Think before you speak. Be careful what you say. Practice nonviolent communication. There are different ways to describe how what we say to others has a real impact on us, has a real impact on others and has a real impact on the way we experience life. I am grateful for a number of different teachers who explore this topic from slightly different vantage points. Don Miguel Ruiz’s Four Agreements is just one approach that I find very useful. The agreements are:
- Be impeccable with your word.
- Don’t take anything personally.
- Don’t make assumptions.
- Always do your best.
The four agreements are very much about how you can live more peacefully when you choose to live consciously and choose to understand the truth of a situation and your relationship with others.
In another helpful book What We Say Matters by Judith and Ike Lasater, they lay out concrete steps to the art of communicating with clarity and truth that create a more peaceful way of living. Their method is very aligned with the topic that I frequently write about—living consciously and being mindful in the present moment.
Their first step is to make observations of what is. For instance, consider a situation where you have plans to meet someone at 6pm. And your friend arrives at 6:10pm. The observation is that your friend arrived at 6:10pm. Thinking that your friend arrived late is not an observation; it is a judgment because your friend might not believe she is late. In her belief system she might not consider 10 minutes late whereas you might consider even one minute to be late.

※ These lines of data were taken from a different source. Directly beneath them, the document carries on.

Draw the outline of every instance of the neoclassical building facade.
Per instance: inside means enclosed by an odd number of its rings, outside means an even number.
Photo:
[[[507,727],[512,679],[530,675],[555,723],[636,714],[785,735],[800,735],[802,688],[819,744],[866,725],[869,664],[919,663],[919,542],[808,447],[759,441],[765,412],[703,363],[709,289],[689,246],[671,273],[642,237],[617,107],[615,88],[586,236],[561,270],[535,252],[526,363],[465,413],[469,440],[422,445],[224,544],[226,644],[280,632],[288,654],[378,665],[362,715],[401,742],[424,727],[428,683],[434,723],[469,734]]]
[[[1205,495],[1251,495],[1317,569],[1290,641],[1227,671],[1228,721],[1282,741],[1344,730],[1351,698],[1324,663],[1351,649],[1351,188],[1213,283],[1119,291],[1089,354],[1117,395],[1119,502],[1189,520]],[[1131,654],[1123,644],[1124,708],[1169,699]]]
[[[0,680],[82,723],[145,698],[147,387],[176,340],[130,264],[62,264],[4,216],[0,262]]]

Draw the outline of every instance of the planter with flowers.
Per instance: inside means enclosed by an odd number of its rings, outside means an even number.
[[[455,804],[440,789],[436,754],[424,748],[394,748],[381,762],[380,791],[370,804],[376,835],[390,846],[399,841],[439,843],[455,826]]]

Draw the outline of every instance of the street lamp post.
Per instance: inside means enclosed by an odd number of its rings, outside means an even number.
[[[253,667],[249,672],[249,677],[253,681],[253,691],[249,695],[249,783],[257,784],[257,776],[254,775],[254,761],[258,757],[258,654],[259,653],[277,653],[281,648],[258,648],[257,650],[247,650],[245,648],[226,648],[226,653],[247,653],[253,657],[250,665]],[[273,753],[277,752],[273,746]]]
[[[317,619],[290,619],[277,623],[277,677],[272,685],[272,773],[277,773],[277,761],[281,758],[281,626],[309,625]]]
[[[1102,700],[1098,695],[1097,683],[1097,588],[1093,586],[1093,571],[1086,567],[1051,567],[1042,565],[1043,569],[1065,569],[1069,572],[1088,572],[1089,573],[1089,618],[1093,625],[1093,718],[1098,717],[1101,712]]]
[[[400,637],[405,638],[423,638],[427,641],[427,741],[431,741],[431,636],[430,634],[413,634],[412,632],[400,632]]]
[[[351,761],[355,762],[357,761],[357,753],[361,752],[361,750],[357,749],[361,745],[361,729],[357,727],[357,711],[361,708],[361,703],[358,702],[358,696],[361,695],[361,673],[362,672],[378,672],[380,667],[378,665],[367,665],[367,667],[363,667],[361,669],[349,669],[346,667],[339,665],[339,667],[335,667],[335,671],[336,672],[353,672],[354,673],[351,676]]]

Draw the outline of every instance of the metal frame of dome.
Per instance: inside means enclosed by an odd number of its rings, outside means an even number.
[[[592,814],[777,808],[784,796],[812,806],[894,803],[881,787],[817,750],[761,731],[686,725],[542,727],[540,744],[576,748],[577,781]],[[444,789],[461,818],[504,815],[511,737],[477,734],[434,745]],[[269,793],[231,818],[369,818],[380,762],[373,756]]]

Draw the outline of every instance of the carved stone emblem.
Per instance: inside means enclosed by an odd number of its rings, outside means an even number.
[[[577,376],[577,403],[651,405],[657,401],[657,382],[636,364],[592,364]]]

So unraveling the truth of the context is the first step towards peaceful communication.
The second step is to identify your feelings. Feelings are a way to access whether your needs are or are not being met. So for instance, you might feel happy, content or connected to others and that shows that your needs are being met in that moment. On the other hand if you feel irritated, upset, concerned or lonely, your feelings are telling you that your needs are not being met. People differ tremendously on how easy they can access their feelings. If it is difficult for you, try to tap into what you are experiencing in your body and see if that helps you to identify an associated emotion.
The third step is to identify your needs. Needs are what we humans must have to thrive and survive. They include protection, connection, affection, understanding, creation and freedom and more. Identifying your needs can be a difficult area for many people, particularly women. So many of us were taught that to express our needs is to be needy and that is unladylike, ungodly and just bad. And thus it is not uncommon for many of us to be unable to identify what our needs are, let alone tell others what those needs are. But indeed when we become aware of our needs as well as the needs of others, we are moving towards a fuller and more peaceful way to live life. By denying our own needs we are being hurtful to ourselves and that does not help anyone. In fact it is easy to end up blaming others when we deny our own needs and they in turn do not get met. How can others help you get your needs met if you don’t know what they are and you don’t tell anyone? (See also Asking For Help For Greater Success.)
The fourth step is making a request to try to get your needs met. The goal is to make a request that is clear and doable in the present. It is not a demand. If you put together all steps, you might try saying something like, “When I hear ______, I feel _______, because I need _______; Would you be willing to______? When you reveal what you are experiencing and include a specific request it makes it much easier for the other person to respond.
Notice that step 1 is about facts and steps 2 and 3 are about your own self-awareness. None of this really has to do with the other person other than your experience of the other person. Only after you have become self-aware can you share your experience and make a thoughtful request of the other person. Thus this practice is really about getting very clear about your own experience so that you can then speak the words that will communicate your experience clearly and truthfully without judgment or assumptions about the other person’s motive. (#3 of The Four Agreements: Don’t make assumptions.)
What I appreciate about this method of looking at your own communication is that it is very much about living in the moment, being mindful and present to what you are experiencing now and only now. If you observe and identify your feelings, even accessing where the feelings reside in your body, you are forced into the here and now. It lessens the degree to which you hang on to stories of your past. It forces you to understand your reaction in the moment and slow you down a bit before you might hurt others with your words. It also allows you to recognize that you are the creator of your own experience of your life. What others do is almost irrelevant (I say almost because obviously others can do very inappropriate or terrible things.)
The emphasis and importance of self-awareness for peaceful communication is just one more reason why so many of my blogs explore this topic and why I always begin my coaching work with focus on self-understanding and emotional intelligence. It is critical that we tap into what we are feeling in any given moment before we speak. Because when we speak, we have a huge impact on the world. Our goal is to have communications that are thoughtful, useful and informative. Lasater and Lasater say, “Without this self-awareness, we forget that what we say is always about ourselves, especially about our feelings and needs, and is never about the other person, because whatever we say is coming out of our perception of what is.” In other words, what we experience and judge to be right or wrong is always our interpretation of the experience. And that also holds true for the other person. (See also Let Go Of What Other People Think.) What they say is all about them and their own experience. That alone can be a powerful awakening to understanding your relationship to another that helps you to live more mindfully and peacefully.